LA FRITTATA CON PASTA DI SALAME (Frità Rugnùšä)

(per 4 porzioni)

6 uova, 100 grammi di pasta di salame, 2 cucchiai di formaggio grana grattugiato, un cucchiaio di olio di oliva, sale.

 

Sminuzzate la pasta di salame.

Sbattete le uova con il formaggio e salatele leggermente. Aggiungetevi la pasta di salame.

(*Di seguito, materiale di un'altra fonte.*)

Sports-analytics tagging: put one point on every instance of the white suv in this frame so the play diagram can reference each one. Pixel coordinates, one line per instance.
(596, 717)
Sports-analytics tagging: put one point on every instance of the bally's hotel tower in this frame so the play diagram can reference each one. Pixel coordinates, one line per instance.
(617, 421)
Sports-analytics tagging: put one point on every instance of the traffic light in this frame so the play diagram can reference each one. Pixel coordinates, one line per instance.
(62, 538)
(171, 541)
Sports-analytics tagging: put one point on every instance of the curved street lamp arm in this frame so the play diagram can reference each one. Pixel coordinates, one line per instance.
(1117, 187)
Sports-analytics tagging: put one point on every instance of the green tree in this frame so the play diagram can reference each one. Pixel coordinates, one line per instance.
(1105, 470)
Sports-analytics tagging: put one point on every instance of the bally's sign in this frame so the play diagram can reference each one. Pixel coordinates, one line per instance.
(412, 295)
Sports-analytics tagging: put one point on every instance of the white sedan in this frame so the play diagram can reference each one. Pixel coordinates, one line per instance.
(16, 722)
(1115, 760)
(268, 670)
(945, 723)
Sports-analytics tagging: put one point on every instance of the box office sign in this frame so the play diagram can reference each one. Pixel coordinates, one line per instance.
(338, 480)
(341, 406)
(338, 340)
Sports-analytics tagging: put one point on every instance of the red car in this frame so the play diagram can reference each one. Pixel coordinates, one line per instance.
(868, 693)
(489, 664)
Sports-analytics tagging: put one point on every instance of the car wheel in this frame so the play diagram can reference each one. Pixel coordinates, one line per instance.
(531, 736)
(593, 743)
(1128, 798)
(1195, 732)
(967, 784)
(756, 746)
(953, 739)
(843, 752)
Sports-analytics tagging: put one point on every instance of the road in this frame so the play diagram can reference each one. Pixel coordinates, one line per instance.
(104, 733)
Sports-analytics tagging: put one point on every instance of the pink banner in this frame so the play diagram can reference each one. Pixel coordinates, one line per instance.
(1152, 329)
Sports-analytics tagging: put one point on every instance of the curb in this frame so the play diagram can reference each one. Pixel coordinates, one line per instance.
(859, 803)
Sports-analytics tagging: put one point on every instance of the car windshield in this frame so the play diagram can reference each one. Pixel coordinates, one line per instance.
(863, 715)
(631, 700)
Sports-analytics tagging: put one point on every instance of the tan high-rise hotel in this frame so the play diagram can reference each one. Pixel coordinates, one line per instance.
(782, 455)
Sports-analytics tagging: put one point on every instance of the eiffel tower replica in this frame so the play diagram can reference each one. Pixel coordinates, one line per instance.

Scaldate l’olio in una padella e versatevi il composto, rivoltando la frittata non appena la parte inferiore sarà dorata. Servite la frittata sia calda che fredda.

 

Secondo la tradizione la frità rugnùšä è un piatto tipico del giorno di Pasqua o di Pasquetta. Un tempo le frittate di ogni genere erano cotte nello strutto o nel grasso d’oca; abbiamo preferito suggerire l’utilizzo dell’olio per rendere il piatto più leggero e delicato.

  

TORTA DI ZUCCA (Tùrtä äd sücä)

1 chilogrammo di zucca, 200 grammi di pane raffermo, 1-2 uova intere, 3 cucchiai di uva sultanina, 200 grammi di amaretti, 150 grammi di zucchero, 4-5 cucchiai di cacao, prugne secche a piacere, un bicchierino di marsala, buccia di limone (parte gialla) e latte quanto basta.

Cuocere la zucca.

Affettare il pane raffermo e renderlo pastoso con l’aggiunta di latte a temperatura ambiente. A freddo unire: polpa di zucca cotta e schiacciata, zucchero, cacao, uova, prugne secche rinvenute in acqua tiepida, uva sultanina rinvenuta in marsala, amaretti sbriciolati e qualche fettina della parte gialla del limone.

Lasciare riposare per qualche ora, per far sì che gli ingredienti si amalgamino bene fra loro e poi versare in una teglia imburrata e cosparsa di pane grattugiato; spianare il composto e cospargere la superficie di zucchero.

Infornare a 180 gradi per un’ora.

 

La torta di zucca viene tradizionalmente preparata per la sera della vigilia di Natale; per questo viene anche chiamata “torta della vigilia”.